Alan Stacey was born in in Broomfield, Essex, England. He started racing in 1955 with a MkVI Lotus which he built from a kit. He went on to build a Lotus XI and after a very successful season in 1956 which saw him take a number of wins at Brands Hatch, Snetterton, Silverstone and Goodwood, he was offered a works drive with Team Lotus in 1957.
Stacey was very quick despite having an artificial lower right leg, the result of a motorcycle accident when he was 17. This meant that he couldn't 'heal and toe' effectively and to help, the Lotus engineers installed a motorcycle style twist-grip throttle mounted on the gear lever to speed up down shifts.
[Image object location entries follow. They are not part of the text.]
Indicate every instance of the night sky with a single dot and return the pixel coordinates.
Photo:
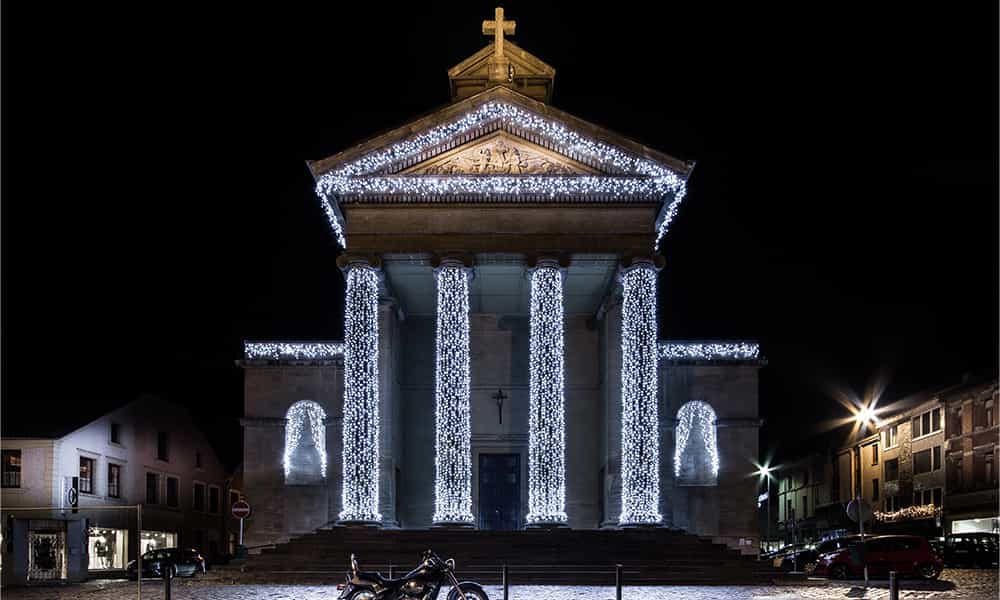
(157, 209)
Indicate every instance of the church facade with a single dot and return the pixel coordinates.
(501, 366)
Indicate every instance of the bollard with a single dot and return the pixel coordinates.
(166, 581)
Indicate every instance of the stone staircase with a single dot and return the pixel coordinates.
(557, 556)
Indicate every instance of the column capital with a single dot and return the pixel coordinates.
(347, 261)
(654, 261)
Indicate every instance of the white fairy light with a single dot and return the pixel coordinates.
(453, 451)
(292, 350)
(546, 426)
(374, 173)
(709, 350)
(696, 415)
(361, 413)
(300, 415)
(640, 420)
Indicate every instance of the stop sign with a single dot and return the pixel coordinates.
(241, 509)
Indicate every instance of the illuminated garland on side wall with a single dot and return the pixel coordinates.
(640, 421)
(305, 413)
(453, 450)
(361, 411)
(292, 350)
(709, 350)
(696, 415)
(546, 425)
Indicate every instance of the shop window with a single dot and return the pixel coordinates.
(107, 548)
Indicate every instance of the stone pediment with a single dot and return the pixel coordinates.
(500, 153)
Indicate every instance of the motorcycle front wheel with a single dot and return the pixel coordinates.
(470, 591)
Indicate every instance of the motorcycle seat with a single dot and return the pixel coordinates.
(378, 578)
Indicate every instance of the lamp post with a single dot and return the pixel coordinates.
(765, 472)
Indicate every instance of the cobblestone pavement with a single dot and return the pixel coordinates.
(954, 583)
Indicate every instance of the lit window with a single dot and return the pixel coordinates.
(86, 475)
(11, 468)
(114, 480)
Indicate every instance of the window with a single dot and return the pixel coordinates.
(927, 423)
(152, 488)
(11, 468)
(114, 480)
(892, 469)
(162, 445)
(198, 502)
(922, 462)
(892, 437)
(213, 500)
(86, 475)
(172, 485)
(696, 453)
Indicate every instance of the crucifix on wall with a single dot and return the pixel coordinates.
(499, 397)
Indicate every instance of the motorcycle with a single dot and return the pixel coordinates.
(424, 582)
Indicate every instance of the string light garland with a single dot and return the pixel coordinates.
(453, 451)
(633, 175)
(709, 350)
(640, 420)
(546, 426)
(696, 415)
(361, 411)
(300, 415)
(292, 350)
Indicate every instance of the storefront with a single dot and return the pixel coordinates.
(988, 524)
(107, 549)
(154, 540)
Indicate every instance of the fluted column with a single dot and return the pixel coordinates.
(453, 448)
(360, 494)
(546, 421)
(640, 421)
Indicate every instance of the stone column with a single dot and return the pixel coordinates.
(453, 447)
(546, 421)
(360, 493)
(640, 420)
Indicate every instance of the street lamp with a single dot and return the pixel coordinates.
(765, 471)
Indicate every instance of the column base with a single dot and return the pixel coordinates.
(547, 525)
(454, 525)
(360, 524)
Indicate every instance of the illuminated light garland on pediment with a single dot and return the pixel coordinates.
(292, 350)
(367, 175)
(709, 351)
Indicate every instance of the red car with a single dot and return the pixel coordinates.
(907, 555)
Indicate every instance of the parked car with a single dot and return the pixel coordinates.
(176, 561)
(971, 549)
(806, 559)
(907, 555)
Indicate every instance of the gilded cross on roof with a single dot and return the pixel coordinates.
(497, 28)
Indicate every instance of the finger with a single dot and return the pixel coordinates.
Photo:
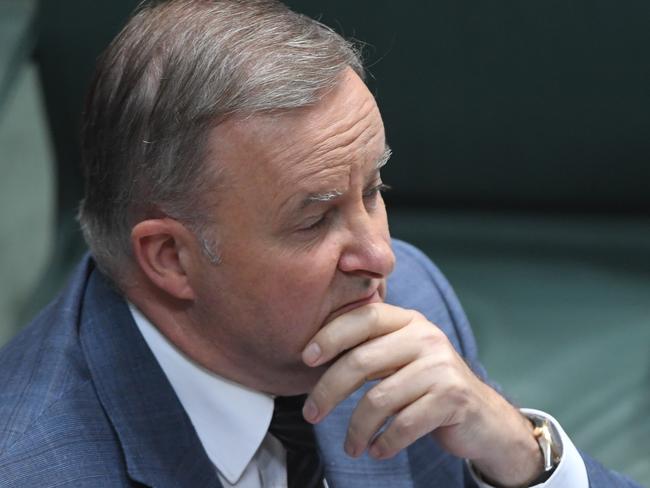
(418, 419)
(386, 399)
(354, 328)
(350, 371)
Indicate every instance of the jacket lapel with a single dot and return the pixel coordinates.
(344, 471)
(160, 444)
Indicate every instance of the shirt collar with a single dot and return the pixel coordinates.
(219, 409)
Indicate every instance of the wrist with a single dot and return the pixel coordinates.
(515, 459)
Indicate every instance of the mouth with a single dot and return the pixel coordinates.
(374, 296)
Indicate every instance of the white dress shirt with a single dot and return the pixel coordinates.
(225, 413)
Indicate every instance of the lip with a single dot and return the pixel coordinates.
(373, 297)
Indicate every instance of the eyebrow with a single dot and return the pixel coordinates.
(334, 194)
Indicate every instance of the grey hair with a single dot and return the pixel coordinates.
(177, 70)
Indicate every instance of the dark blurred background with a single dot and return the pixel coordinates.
(521, 139)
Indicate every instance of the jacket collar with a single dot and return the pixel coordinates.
(160, 445)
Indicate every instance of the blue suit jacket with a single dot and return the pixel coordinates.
(83, 401)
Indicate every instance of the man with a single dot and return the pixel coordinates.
(240, 258)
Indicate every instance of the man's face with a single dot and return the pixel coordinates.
(302, 233)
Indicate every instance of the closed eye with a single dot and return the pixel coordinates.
(375, 190)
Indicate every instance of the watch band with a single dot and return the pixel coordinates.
(550, 445)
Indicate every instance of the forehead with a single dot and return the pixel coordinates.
(309, 150)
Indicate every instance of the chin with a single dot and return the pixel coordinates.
(298, 381)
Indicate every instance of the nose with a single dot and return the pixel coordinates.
(367, 251)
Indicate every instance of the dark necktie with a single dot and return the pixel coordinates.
(304, 466)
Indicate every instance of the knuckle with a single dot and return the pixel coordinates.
(360, 359)
(404, 426)
(378, 398)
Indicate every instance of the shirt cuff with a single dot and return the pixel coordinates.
(571, 470)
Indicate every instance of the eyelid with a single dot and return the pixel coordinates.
(381, 187)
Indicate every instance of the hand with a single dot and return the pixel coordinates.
(425, 385)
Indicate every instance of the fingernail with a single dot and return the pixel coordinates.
(310, 410)
(311, 354)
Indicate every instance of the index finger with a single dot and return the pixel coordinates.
(354, 328)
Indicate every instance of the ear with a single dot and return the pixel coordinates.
(163, 250)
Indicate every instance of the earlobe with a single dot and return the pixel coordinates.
(160, 247)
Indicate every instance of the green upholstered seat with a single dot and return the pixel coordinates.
(520, 133)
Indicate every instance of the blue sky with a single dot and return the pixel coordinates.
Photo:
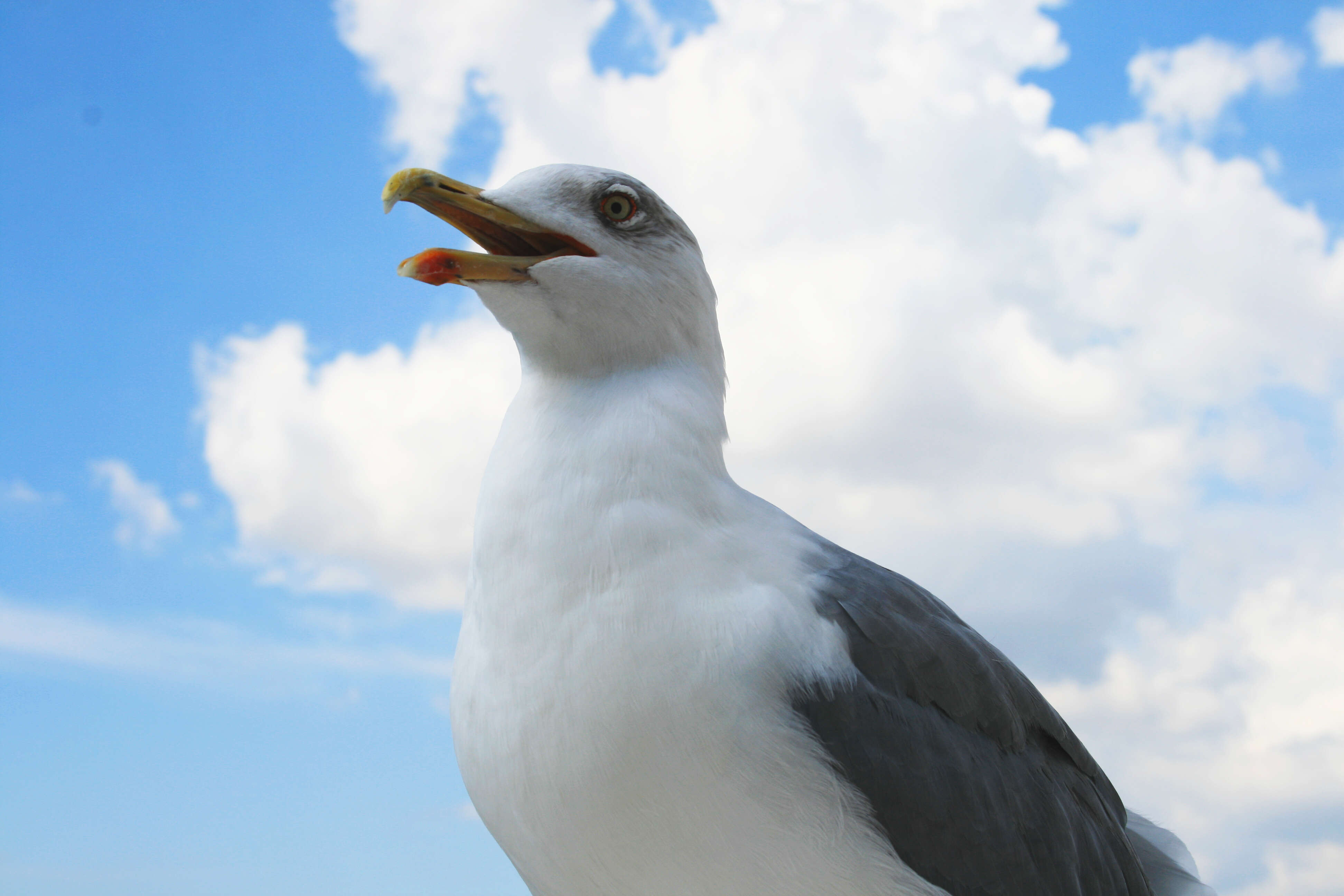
(174, 174)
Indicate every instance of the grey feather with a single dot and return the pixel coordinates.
(1170, 867)
(972, 776)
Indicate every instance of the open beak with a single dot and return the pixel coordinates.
(511, 242)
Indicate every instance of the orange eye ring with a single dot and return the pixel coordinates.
(619, 207)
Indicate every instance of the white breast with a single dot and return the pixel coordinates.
(620, 690)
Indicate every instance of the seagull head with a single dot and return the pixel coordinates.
(589, 269)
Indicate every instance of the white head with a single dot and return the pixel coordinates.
(589, 269)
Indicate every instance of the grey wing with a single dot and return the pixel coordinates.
(973, 777)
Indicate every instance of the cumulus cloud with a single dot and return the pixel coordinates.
(1328, 34)
(146, 518)
(1194, 84)
(360, 473)
(1084, 386)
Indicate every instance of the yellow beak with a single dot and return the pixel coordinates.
(511, 242)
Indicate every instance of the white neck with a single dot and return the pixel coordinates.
(632, 461)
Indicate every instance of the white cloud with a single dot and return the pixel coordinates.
(1328, 34)
(195, 651)
(146, 518)
(362, 472)
(1194, 84)
(1033, 368)
(1315, 870)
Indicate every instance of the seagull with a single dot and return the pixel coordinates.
(666, 685)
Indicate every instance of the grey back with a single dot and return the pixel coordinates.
(972, 776)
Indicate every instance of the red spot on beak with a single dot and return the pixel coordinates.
(433, 267)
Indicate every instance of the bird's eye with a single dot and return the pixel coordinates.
(619, 207)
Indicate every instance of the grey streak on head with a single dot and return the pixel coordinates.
(643, 300)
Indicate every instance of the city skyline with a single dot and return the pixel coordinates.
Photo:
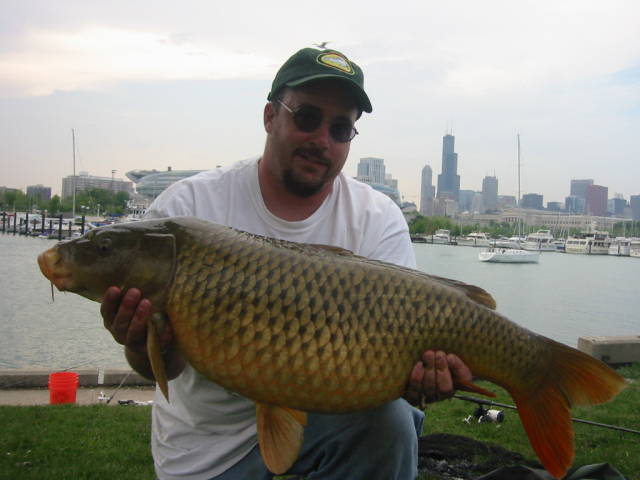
(152, 87)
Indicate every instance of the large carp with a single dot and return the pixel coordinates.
(302, 328)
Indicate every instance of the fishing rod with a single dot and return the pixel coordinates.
(482, 401)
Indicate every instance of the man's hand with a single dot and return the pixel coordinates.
(436, 377)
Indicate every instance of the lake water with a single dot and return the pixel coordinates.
(563, 297)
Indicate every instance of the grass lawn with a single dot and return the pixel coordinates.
(98, 441)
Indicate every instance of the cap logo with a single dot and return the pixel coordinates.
(336, 61)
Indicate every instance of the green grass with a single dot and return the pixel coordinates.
(593, 444)
(71, 442)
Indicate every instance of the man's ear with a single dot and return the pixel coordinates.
(268, 116)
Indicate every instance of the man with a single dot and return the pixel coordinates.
(295, 191)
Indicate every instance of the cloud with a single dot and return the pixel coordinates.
(95, 58)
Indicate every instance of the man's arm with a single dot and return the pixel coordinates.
(125, 315)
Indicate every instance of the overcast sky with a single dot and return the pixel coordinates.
(183, 84)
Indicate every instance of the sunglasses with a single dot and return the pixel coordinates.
(308, 118)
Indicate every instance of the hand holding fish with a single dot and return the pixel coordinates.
(436, 378)
(126, 315)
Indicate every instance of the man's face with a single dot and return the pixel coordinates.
(306, 162)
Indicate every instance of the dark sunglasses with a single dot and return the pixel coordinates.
(308, 118)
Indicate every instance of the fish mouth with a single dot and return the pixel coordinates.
(49, 263)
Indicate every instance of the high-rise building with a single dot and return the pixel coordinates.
(596, 201)
(465, 200)
(427, 191)
(372, 169)
(579, 189)
(634, 202)
(532, 200)
(372, 172)
(449, 180)
(39, 193)
(84, 182)
(616, 206)
(490, 194)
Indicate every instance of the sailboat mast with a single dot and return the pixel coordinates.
(518, 170)
(73, 208)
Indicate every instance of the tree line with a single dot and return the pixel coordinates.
(95, 201)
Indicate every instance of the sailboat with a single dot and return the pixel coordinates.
(511, 255)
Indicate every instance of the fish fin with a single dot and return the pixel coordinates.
(573, 378)
(155, 355)
(472, 387)
(280, 434)
(475, 293)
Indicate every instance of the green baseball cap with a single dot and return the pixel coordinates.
(312, 64)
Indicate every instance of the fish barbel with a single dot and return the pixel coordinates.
(301, 328)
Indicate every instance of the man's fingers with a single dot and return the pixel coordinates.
(443, 376)
(136, 334)
(413, 394)
(430, 379)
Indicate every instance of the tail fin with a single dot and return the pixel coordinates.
(574, 378)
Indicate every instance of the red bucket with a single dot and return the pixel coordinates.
(63, 387)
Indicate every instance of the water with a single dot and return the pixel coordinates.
(563, 297)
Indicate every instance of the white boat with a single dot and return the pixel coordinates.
(474, 239)
(508, 255)
(511, 242)
(442, 236)
(589, 243)
(542, 241)
(559, 245)
(620, 246)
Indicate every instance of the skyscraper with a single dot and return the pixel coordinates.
(427, 191)
(372, 169)
(490, 194)
(597, 200)
(579, 189)
(449, 180)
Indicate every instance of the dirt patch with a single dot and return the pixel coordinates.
(455, 457)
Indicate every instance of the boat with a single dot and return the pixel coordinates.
(542, 241)
(475, 239)
(620, 246)
(511, 242)
(589, 243)
(442, 236)
(559, 245)
(508, 255)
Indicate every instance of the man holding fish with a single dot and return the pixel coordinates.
(295, 191)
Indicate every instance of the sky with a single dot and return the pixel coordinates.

The prosthetic leg was lightened with a number of holes and one of Innes Ireland's favorite tricks was to jam a screwdriver into one of these holes though Alan's overalls in front of some unsuspecting member of the public.
In 1958 he once again had a number of good results in sports cars. A second at Silverstone in the Daily Express Trophy Meeting behind Graham Hill was followed by a win at the Crystal Palace Trophy Meeting.
In June he traveled to France for the 3 Hour race at Rouen. It was there that he had to undergo a medical and, worried by the bureaucracy of the French organisers, he took his friend, the racing journalist Jabby Crombac, along with him. Once the doctor had tested the reaction time of Alan's good leg by tapping it just below the knee, Jabby distracted the doctor so that Alan could cross his leg and back again, enabling the good leg to be tested again. In the race he finished third.
In July he drove in the sports car support race and made his Formula 1 debut at the British Grand Prix. He qualified the Lotus-Climax 16 at the back of the grid and went out on the 19th lap with overheating problems.
Alan went on to take a number of wins in sports cars including the Rochester Trophy and Kentish Trophy at Brands Hatch, beating Graham Hill in the latter race. He also took wins at the International Gold Cup Meeting at Oulton Park and the BRSSC Meeting at Brands Hatch in October.
All the Lotus drivers were frustrated by the lack of reliability in the works cars in 1959 and Stacey had little to show in he way of results. He did win at the British Empire Trophy Meeting at Oulton Park in April, and made another Grand Prix appearance at Aintree in July. Innes Ireland qualified the car in 12th place and Alan drove steadily to finish 8th, 5 laps down on Jack Brabham who took the win.
Graham Hill joined BRM in 1960 and Alan was promoted to number. He started the season driving a 250F Maserati in the Buenos Aires Grand Prix with António Creus, though they failed to finish. Back in Europe he finished fourth in the International Trophy race but then retired again at Monaco and in Holland at Zandvoort, where he had a wonderful race, running third for almost the entire distance before suffering transmission failure on lap 57.
Moving on to Spa, the weekend started badly with Moss crashing badly and sustaining a broken nose, three broken ribs and both legs, when his Lotus lost a wheel at Burnenville. Mike Taylor also crashed when his steering column sheared near Stavelot, plunging him into the trees.
Worse was to follow in the race the next day. Chris Bristow was battling for sixth place with Wolfgang von Trips and Willy Mairesse when, on the 20th lap, he crashed at Burnenville, rolling several times, decapitating the unfortunate driver in the process. Jim Clark, in his first season of F1, nearly ran over his body. Then just two laps later, on lap 25, traveling at about 140mph on the Masta straight and approaching Burnenville, Stacey was hit in the face by a bird. He lost control, the car climbed an embankment and went through ten feet of thick hedge before landing in a field. Stacey was flung out of the vehicle and died from his injuries.